Ariane Doublet

Films dans la base

Green boys

Alhassane est un jeune guinéen de dix-sept ans. Accueilli dans un petit village au bord de la mer en Normandie, il rencontre Louka, treize ans. Une amitié est née. Elle se construira jour après jour, comme leur cabane, lieu secret de l’enfance et refuge aux blessures.

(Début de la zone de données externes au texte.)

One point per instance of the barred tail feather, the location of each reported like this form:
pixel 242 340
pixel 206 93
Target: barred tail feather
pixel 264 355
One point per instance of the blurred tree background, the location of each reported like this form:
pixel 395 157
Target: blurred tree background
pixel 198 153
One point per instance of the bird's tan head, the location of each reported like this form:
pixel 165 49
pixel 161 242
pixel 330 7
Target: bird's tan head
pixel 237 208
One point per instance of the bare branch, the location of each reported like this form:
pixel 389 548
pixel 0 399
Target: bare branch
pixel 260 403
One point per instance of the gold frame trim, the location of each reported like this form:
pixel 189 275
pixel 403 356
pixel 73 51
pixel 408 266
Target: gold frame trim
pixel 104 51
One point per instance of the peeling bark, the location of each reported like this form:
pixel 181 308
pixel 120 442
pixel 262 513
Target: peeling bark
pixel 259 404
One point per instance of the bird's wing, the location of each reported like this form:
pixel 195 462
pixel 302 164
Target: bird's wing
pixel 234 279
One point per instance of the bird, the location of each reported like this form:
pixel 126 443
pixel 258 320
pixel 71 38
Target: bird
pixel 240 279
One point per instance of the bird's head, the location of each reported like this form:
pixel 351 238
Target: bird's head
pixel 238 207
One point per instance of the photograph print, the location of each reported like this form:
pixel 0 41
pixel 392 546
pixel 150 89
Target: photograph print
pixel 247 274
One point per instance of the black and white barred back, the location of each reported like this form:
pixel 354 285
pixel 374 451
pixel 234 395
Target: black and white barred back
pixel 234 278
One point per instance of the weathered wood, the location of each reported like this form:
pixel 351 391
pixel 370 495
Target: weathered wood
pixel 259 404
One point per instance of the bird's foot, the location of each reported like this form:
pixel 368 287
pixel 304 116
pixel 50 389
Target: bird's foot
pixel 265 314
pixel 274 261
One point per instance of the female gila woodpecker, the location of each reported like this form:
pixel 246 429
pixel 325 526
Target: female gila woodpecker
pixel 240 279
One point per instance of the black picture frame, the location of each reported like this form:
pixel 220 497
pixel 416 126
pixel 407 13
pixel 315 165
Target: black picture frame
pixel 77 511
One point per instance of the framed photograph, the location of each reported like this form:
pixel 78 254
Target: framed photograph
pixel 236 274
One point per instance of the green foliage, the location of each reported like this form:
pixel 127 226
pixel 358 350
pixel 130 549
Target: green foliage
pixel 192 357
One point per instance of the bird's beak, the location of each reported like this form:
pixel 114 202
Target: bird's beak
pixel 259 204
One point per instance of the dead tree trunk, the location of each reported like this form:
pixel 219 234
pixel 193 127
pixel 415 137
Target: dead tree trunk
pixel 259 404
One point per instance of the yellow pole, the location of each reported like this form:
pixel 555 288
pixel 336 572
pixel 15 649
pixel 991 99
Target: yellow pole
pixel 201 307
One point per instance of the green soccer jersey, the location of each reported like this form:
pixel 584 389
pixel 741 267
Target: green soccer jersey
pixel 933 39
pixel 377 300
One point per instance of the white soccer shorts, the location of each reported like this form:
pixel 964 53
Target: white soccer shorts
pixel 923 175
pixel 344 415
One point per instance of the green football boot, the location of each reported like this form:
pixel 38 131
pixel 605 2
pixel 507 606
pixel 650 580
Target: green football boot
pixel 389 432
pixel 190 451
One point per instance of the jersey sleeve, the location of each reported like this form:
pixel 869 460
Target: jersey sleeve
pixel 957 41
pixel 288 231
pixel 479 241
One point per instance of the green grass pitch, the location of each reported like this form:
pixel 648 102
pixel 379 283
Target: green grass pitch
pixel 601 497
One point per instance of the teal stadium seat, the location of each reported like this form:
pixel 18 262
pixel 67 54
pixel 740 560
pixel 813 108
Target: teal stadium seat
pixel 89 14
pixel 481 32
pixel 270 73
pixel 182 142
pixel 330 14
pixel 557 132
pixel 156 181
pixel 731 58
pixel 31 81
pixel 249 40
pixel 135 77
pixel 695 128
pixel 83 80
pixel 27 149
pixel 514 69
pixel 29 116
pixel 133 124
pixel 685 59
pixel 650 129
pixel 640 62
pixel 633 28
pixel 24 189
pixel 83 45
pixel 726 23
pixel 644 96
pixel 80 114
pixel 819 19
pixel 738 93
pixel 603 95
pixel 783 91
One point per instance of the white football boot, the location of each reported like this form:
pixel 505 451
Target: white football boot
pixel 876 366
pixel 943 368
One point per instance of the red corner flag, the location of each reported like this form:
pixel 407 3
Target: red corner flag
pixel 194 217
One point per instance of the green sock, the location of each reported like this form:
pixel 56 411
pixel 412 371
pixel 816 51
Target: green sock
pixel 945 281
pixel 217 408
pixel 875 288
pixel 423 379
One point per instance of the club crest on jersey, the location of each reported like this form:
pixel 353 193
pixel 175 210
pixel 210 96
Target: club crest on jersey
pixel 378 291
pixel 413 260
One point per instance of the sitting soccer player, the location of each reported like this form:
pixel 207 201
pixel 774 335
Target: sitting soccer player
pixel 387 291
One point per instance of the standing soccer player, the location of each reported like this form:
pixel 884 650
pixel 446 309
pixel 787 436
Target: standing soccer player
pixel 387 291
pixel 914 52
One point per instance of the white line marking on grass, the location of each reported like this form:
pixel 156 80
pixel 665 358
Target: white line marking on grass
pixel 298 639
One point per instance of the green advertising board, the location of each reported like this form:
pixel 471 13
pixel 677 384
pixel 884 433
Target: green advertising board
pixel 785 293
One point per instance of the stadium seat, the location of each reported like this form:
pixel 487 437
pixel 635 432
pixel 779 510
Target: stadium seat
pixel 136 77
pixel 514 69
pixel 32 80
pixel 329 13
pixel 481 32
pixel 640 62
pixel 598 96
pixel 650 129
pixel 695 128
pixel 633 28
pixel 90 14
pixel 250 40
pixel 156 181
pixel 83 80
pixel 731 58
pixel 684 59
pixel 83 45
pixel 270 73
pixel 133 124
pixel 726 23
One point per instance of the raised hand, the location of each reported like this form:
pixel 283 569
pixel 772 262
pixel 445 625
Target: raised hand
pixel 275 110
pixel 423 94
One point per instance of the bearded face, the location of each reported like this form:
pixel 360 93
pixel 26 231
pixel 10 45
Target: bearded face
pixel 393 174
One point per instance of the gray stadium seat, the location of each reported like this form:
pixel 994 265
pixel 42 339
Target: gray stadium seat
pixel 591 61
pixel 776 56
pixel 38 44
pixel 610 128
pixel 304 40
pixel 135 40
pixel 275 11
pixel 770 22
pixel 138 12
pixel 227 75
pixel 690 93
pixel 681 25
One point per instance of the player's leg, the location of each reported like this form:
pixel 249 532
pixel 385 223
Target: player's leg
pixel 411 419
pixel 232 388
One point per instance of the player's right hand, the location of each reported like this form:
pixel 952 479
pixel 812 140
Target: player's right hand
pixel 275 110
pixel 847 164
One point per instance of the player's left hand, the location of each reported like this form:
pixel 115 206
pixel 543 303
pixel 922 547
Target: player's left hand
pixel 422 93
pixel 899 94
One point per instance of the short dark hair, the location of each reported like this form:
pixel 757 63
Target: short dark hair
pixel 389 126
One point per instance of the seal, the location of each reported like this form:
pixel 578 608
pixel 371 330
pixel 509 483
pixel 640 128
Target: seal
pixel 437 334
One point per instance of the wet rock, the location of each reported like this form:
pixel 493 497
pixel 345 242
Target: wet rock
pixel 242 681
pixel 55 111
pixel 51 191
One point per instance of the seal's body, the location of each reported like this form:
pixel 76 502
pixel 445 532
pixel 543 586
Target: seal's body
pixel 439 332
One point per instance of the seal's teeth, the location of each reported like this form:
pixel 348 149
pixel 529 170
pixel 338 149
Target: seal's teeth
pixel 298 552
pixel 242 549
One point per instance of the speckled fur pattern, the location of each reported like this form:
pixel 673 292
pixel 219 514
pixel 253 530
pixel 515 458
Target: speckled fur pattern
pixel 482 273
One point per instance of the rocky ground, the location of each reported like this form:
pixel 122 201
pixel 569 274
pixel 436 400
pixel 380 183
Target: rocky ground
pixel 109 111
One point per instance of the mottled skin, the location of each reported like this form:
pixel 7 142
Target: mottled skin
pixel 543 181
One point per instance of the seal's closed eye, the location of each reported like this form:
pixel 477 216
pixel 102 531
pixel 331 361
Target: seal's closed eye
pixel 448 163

Réfugiés de Saint-Jouin (Les)

Un petit village de Normandie se porte volontaire pour accueillir une famille de réfugiés. Après une longue attente, la famille Hammoud arrivera de Syrie.

Terre en morceaux (La)

La France des ronds-points et des zones d’activité dévore l’équivalent d’un département de terre fertile tous les 7 ans. La terre devient rare, la terre devient chère. Promoteurs, jeunes agriculteurs, hypermarchés se la disputent. Le film met en évidence la logique folle qui change en profondeur le paysage et l’agriculture.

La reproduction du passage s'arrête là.